Interviewers form an impression of your confidence and composure partly from your body language — often before you've finished your first answer. The good news: unlike personality, body language is a set of learnable habits. Here's what yours is saying, and how to make it work for you.
The fundamentals
- Posture — sit upright, slightly forward. It reads as engaged and confident; slouching reads as disinterested.
- Eye contact — steady but natural (not a stare). It signals confidence and honesty; avoiding it reads as nervous or evasive.
- Handshake (in person) — firm, brief, with eye contact and a smile.
- Smile — genuine warmth makes you instantly more likeable.
Gestures and movement
- Use natural hand gestures — they make you look comfortable and emphasize points; frozen stillness reads as tense.
- Keep gestures controlled — not flailing or distracting.
- Nod while listening to show engagement.
- Mirror the interviewer's energy subtly to build rapport.
Nervous habits to control
- Fidgeting — tapping, leg-bouncing, playing with a pen or hair.

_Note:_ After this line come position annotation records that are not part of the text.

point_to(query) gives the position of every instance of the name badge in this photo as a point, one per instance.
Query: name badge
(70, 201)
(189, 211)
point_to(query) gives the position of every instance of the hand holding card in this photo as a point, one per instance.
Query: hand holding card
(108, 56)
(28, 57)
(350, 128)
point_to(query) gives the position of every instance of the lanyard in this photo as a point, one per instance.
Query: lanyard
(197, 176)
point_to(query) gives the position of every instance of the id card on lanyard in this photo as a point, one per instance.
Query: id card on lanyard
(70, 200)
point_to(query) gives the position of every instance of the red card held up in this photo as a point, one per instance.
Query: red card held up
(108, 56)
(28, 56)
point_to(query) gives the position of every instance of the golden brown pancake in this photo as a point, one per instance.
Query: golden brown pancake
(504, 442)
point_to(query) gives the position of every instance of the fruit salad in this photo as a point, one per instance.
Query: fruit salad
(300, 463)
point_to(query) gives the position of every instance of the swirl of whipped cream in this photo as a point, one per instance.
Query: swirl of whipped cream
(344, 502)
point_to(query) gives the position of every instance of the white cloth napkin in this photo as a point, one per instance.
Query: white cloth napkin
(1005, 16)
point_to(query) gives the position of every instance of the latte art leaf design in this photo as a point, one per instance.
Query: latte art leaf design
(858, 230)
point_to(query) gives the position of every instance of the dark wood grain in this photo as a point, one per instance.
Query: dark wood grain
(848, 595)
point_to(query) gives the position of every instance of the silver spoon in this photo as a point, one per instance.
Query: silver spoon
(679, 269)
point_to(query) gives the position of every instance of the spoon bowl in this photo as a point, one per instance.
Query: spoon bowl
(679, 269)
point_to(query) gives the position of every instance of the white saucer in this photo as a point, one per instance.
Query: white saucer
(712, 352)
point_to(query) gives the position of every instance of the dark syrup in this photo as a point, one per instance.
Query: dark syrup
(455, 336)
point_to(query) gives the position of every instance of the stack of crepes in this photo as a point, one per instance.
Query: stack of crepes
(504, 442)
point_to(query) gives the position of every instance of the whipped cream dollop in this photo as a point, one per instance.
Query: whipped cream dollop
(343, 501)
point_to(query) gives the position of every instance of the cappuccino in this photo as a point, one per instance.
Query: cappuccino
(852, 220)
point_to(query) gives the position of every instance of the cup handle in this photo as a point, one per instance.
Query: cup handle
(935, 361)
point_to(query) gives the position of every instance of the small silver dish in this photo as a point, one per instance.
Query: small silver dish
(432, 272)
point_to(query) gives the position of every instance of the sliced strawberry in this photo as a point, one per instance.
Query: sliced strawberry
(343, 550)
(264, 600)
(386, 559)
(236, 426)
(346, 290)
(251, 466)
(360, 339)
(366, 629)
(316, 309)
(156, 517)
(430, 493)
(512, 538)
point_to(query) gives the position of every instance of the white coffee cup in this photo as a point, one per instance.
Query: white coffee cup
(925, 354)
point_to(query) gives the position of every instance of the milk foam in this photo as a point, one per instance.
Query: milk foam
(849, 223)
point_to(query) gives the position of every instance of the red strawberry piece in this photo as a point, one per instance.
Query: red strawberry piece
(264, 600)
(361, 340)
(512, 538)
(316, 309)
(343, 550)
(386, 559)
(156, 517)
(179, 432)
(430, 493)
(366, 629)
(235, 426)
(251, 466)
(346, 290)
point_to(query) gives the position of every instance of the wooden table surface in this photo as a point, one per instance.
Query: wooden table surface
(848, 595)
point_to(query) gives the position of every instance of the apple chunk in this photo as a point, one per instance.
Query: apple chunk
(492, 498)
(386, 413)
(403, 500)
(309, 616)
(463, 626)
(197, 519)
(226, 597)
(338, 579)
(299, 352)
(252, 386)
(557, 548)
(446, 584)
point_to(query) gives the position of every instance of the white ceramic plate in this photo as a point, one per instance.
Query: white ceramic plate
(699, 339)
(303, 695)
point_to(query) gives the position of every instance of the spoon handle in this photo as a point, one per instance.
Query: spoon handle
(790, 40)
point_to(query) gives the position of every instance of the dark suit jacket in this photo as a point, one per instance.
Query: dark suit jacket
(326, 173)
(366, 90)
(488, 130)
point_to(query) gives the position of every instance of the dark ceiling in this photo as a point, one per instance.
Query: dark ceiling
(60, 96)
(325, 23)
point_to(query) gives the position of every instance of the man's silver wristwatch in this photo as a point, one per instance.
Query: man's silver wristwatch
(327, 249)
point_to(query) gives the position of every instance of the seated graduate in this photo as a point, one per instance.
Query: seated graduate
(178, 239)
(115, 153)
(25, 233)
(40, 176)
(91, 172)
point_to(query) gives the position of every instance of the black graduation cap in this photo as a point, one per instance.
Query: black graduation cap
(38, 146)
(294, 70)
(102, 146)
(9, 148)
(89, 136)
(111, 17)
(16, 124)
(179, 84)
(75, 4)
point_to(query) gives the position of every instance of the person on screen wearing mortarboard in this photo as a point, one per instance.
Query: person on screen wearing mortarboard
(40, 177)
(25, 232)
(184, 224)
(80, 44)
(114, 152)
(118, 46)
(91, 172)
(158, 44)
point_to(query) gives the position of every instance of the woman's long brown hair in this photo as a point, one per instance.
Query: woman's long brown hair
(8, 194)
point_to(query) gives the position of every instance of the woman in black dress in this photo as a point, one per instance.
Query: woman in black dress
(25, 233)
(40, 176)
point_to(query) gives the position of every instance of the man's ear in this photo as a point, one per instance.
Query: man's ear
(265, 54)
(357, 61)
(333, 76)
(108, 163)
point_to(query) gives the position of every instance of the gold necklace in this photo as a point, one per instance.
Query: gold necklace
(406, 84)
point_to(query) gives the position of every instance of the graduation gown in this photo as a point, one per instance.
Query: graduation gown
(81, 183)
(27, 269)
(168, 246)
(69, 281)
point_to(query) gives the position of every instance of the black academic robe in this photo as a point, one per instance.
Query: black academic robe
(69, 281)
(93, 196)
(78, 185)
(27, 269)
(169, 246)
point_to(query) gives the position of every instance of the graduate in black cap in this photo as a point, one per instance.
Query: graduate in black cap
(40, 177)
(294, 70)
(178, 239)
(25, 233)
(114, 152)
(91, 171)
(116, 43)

- Crossed arms — reads as closed or defensive.
- Touching your face, looking down, or covering your mouth.
- Speaking too fast (a verbal tell of nerves).
Body language on video
- Look at the camera lens, not the screen, to "make eye contact" (our video guide).
- Sit up; keep your upper body and some gesturing in frame.
- Bring extra energy — the camera flattens enthusiasm.
How to improve it
The fastest way to fix body language and nervous tells is to do real spoken interviews and review yourself. Greenroom runs voice-first mock interviews that get you comfortable speaking under pressure, where composed delivery and steady body language come from. Pair it with our anxiety and confidence guides.
Frequently asked questions
Why does body language matter in interviews?
Interviewers form an impression of your confidence and composure partly from body language, often before you finish your first answer. Strong body language — upright posture, steady eye contact, natural gestures — makes your answers land at full strength, while poor body language like slouching, avoiding eye contact or fidgeting can undercut even excellent content. It's a learnable set of habits.
What is good body language in an interview?
Good interview body language includes sitting upright and slightly forward to look engaged, maintaining steady but natural eye contact, a firm brief handshake with a smile in person, genuine smiling, controlled natural hand gestures, and nodding while listening. Subtly mirroring the interviewer's energy builds rapport. The goal is to look comfortable, confident and engaged.
What body language should I avoid in an interview?
Avoid nervous habits like fidgeting, tapping, leg-bouncing and playing with a pen or your hair, crossed arms (which read as defensive), touching your face or covering your mouth, looking down, and speaking too fast. These signal nerves or disinterest and can distract from your answers, so practising to control them is worthwhile.
How do I improve my body language on video interviews?
Look at the camera lens rather than the screen to simulate eye contact, sit up with your upper body and some hand gestures in frame, and bring extra energy since the camera flattens enthusiasm. Practising real spoken interviews on camera and reviewing yourself, ideally with a voice-based mock interview, builds the composed delivery and steady body language that confidence comes from.